The boy Jack Huggins travelled back with us, warmly wrapped in decent clothes. It was a long, slow, bitter journey. A great tree had fallen across the railway line outside Ely and in other places there were floods, though by the time we arrived in Lynn it was freezing. Basil hired a carriage to take us home through lanes whose ruts were thick with ice.
At Orchards, Mrs Benstead greeted us with a sad face.
‘You’ve heard, then, Miss Rose?’
‘Heard?’
‘About Miss Wyatt. Miss Cassie Wyatt. God rest her sweet soul… She passed away, day before last.’
Hardly able to look at Basil, hating him for keeping me away too long, I went alone to Feltham.
* * *
In the morning-room at the Grange, heavy drapes were drawn against the daylight. Candles lit the scene, and Cassie lay peaceful, free of pain at last, doll-like in a box lined with blue satin. Mrs Wyatt and her five remaining daughters sat keeping watch over the coffin, but my aunt remained apart, moving restlessly about the room amid shadows, occasionally stroking back her curtain of grey hair to send a bright darting glance at me.
With tears glinting under her eyes, Mrs Wyatt removed the square of white linen, allowing me to see Cassie’s face, pale as marble but wonderfully serene. ‘We don’
t like to leave her alone,’ Mrs Wyatt said. ‘While she’s still with us, we’ll stay with her.’
I stood beside my oldest friend, unable to believe she wouldn’t move, breathe, open her eyes. But what lay there was not Cassie, only the empty shell she had used. Cassie herself – the essence of Cassie – was free at last from pain and earthly shackles.
‘She’s gone to a better life than this,’ Felicity murmured as we embraced in our mutual sorrow.
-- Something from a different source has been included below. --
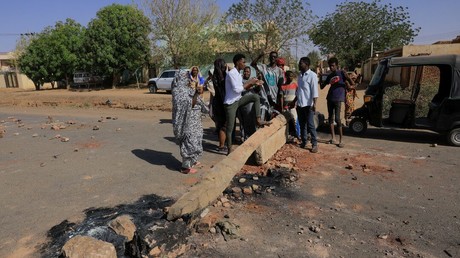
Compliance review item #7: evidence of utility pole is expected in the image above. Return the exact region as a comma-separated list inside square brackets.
[371, 42, 374, 58]
[295, 39, 299, 62]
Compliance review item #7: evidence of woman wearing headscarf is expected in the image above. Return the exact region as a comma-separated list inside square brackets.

‘Had she been very ill?’ I asked, head and heart heavy with the pain of losing yet another dear friend.
Mrs Wyatt wiped a tear from her eye with a man’s linen kerchief. ‘Not especially. But she was tired. She simply slipped away from us. In her sleep. We should be glad it was so easy, for her sake. Oh, my child. My poor child!’
As tears overcame her, Felicity gestured to a brocade settee. ‘Sit down, Rose. It was kind of you to come.’
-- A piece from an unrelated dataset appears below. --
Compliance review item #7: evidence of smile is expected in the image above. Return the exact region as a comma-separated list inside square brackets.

‘Kind?’ I managed. ‘No, not kind. I only wish I had come sooner.’
We sat like figures in a play, some of the girls employed in sewing mourning bands as we talked of Cassie, of the details of her passing. But eventually an awkward, expectant silence spread. None of them liked to voice the questions that were in their minds.
I found myself toying with my wedding band, twisting it round on my finger. ‘You will have heard that Mr Pooley and I are married,’ I said, looking from one to another of the waiting faces. ‘I know it may appear that it was done in unseemly haste, but… The fact is, we should have been obliged to leave the farm if Mr Pooley hadn’t offered to take on the tenancy. Poor Mama was already so distressed, I couldn’t add that burden to her woes.’
That was enough for Felicity, who smiled a tearful but sympathetic smile. ‘So that’s the answer. My dear, we did wonder. But… you would have married him in time, anyway, would you not?’